Regulation driving technology

It’s interesting to see what drives the technology curve. You sort of assume that things like product innovation processes are consumer led; needs are identified and someone comes up with a way of addressing them. Obviously, you need advances in technology to support such things. New technology also comes from other quarters, but I’m always surprised when I see regulation and compliance requirement creating new product offerings.

This train of thought came from looking at Message Logic’s website, who specialise in products that provide message archiving. The main reason their clients use their products are for “Regulatory, Compliance, Legal Discovery and Corporate Governance” purposes, which, to be perfectly honest, I have never really been exposed to. Thinking about it, I can understand the requirement, but it’s still interesting to see a whole industry develop around it.

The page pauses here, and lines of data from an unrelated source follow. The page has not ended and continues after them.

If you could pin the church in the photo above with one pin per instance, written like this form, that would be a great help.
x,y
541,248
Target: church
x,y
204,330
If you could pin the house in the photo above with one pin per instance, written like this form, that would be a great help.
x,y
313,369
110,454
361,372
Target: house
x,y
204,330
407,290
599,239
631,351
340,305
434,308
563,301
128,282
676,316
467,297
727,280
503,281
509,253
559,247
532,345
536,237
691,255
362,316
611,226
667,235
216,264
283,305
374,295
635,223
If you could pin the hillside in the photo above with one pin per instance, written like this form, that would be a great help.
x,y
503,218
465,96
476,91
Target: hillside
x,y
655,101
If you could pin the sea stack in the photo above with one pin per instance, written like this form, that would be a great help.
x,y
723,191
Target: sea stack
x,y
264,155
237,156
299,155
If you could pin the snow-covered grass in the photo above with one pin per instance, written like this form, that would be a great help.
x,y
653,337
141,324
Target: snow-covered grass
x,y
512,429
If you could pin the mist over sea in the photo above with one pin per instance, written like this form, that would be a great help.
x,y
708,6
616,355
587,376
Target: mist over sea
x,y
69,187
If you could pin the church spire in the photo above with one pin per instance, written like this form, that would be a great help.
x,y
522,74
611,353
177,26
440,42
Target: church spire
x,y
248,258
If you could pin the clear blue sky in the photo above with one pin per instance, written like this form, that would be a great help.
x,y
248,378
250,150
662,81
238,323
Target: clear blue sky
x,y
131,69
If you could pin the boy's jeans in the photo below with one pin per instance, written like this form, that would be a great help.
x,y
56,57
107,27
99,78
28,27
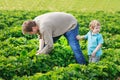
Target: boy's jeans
x,y
74,43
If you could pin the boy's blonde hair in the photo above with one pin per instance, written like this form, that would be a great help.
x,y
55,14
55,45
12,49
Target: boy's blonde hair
x,y
27,26
94,23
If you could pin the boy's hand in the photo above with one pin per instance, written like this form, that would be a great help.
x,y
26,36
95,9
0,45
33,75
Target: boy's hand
x,y
78,37
93,54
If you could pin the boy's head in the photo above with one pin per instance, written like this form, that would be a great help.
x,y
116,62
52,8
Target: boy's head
x,y
94,26
29,27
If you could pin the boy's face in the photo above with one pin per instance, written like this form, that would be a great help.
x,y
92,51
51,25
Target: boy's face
x,y
34,30
96,29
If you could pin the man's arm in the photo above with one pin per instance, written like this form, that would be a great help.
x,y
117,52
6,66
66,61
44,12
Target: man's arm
x,y
41,44
46,44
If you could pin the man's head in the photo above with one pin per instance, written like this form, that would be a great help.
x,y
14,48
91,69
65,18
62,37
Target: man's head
x,y
95,26
30,27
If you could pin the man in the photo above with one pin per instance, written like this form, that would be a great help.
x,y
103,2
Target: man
x,y
50,27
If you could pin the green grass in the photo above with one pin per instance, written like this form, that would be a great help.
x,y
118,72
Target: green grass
x,y
61,5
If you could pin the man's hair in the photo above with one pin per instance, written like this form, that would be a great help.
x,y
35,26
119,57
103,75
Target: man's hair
x,y
27,26
93,24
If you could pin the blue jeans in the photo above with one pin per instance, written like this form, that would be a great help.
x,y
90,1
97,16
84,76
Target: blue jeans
x,y
74,44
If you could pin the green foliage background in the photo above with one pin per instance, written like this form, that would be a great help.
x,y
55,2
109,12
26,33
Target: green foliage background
x,y
17,51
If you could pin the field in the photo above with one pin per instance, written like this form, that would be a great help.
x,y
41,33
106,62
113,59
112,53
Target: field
x,y
61,5
17,51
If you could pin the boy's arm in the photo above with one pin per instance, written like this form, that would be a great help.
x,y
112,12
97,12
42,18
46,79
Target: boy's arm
x,y
96,49
80,37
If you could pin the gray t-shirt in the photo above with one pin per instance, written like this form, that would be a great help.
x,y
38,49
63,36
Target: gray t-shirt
x,y
54,24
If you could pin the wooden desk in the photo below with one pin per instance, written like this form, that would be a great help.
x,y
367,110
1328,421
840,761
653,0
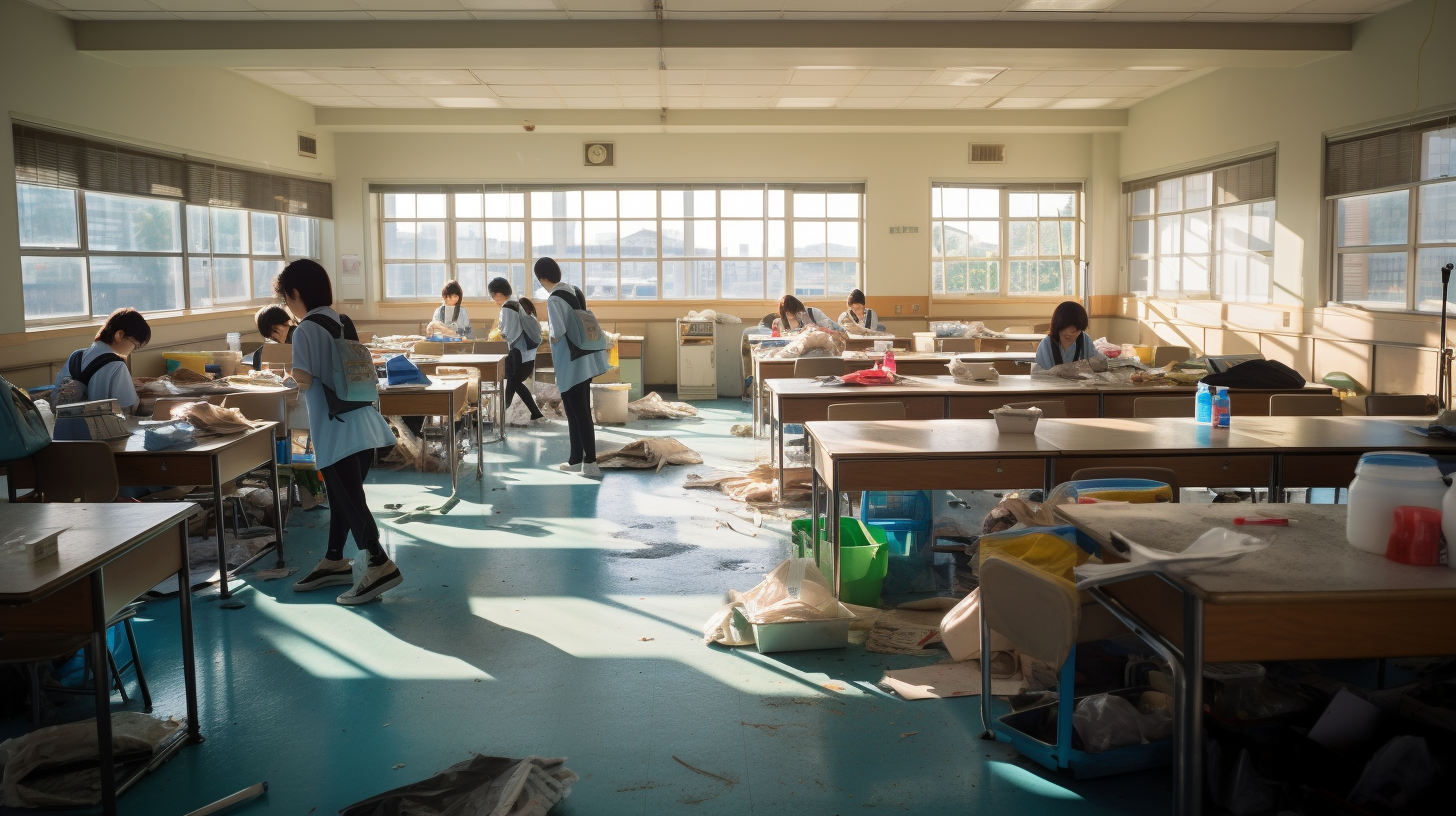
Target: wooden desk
x,y
915,455
440,398
108,555
1309,596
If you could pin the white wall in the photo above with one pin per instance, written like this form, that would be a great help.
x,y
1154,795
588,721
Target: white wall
x,y
207,112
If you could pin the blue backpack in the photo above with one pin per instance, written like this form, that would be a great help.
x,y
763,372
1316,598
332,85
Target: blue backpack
x,y
22,430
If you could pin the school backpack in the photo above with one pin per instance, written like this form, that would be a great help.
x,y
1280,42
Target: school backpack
x,y
22,429
76,378
530,327
584,335
355,385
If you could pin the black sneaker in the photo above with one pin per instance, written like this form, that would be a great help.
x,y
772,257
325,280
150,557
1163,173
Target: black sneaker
x,y
328,573
374,583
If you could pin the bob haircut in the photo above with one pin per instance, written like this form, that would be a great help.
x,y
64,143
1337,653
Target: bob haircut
x,y
128,322
1067,314
548,270
309,280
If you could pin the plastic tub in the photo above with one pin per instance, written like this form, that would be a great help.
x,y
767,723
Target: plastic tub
x,y
1383,481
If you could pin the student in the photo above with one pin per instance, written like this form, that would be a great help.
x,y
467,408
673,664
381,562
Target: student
x,y
275,325
1067,340
858,314
794,316
123,332
450,311
572,376
520,328
342,445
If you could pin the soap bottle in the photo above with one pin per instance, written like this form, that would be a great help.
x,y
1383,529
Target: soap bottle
x,y
1220,408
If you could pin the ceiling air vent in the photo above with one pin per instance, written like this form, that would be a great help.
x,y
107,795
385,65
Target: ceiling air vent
x,y
987,153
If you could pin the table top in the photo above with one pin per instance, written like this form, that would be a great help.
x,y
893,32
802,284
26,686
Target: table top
x,y
1165,434
95,535
1306,561
206,446
922,439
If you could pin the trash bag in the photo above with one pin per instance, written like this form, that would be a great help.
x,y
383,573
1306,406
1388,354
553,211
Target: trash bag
x,y
481,786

The other interesting side of this product is that it’s offered in 4 different flavours: It’s available as a virtual machine, can be purchased as an appliance, or deployed in the cloud to Amazon Web Services, or in a highly compliant cloud provider (NASDAQ OMX FinQloud). This is a pretty mature way of acknowledging that clients have different requirements and the technology stack deployed for one may not necessarily be adequate, or even legal, for a different client. Here, Message Logic is providing supported options that can be tailored precisely to the client’s needs.

Some interesting thoughts there, apologies for the reambling, it’s always fun to see how companies build products and how they deploy them. Have *you* come across anything interesting today?